Norconex / collector-core

Collector-related code shared between different collector implementations
http://www.norconex.com/collectors/collector-core/
Apache License 2.0
7 stars 15 forks source link

Question - design review on custom IJobStatusStore implementations #14

Closed danizen closed 6 years ago

danizen commented 6 years ago

I wish to write a MongoJobStatusStore that saves the current status to a MongoDB collection, which it creates as necessary. This facilitates a crawler that runs on a different system from a web interface that shows crawler status. In future, I may also want to write an S3ObjectStatusStore so that the crawler can run on a spot requested AWS EC2 instance.

It looks to me that it is brittle, and not-future proof, to monkey-patch the JobSuiteConfig in an ICollectorLifeCycleListener. It will work as the code is presently implemented, but it doesn't provide much leverage for other changes.

The best way to customize the IJobStatusStore object is to implement a sub-class of HttpCollector, and possibly FileCollector if that becomes relevant. The implementation would:

Is this the right way to do things or overkill? e.g. faced with similar requirements to use MongoDB (or an RDBMS) for the data store and progress store, which way would you do it.

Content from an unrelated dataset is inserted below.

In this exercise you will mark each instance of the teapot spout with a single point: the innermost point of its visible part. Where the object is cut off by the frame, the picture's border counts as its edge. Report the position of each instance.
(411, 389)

Not urgent - I stick with what I have for now.

essiembre commented 6 years ago

Marking it as a feature request. In the meantime, you can also consider installing JEF Monitor and using its REST API (http://.../jefmon/suites/json) to pull statuses a central location (like JEF Monitor is doing). You can also create a dedicated web service yourself that can report on status, using com.norconex.jef4.status.JobSuiteStatusSnapshot has the class which reads any job status.

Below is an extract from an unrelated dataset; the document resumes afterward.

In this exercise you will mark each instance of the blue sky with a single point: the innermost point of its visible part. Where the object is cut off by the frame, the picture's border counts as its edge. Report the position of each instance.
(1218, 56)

danizen commented 6 years ago

Pascal, since submitting the pull request on the other issue, I've gone ahead and implemented a part of this based on an extension of the current MongoConnectionDetails that I call in my code ActiveMongoConnectionDetails. I don't think I'm up to a pull request on this one, but I am certainly up to actually implementing a working MongoJobStatusStore. Feel free to use the code in this gist in any way you need to. I've implemented it this weekend, so I think it is fair game.

We also bought a canadian board game called Gaia and broke it out with the kids. Thought of you, since I'd been implementing this just before.

danizen commented 6 years ago

Updated gist to correct tests, implement an index on the Mongo collection, and implement support for status.getProperties()

danizen commented 6 years ago

I think I can write a service that polls that uses jef to poll a number of file locations for statuses and places them in Mongo, but I may stop fighting the framework and just start using jef monitor as the monitoring application.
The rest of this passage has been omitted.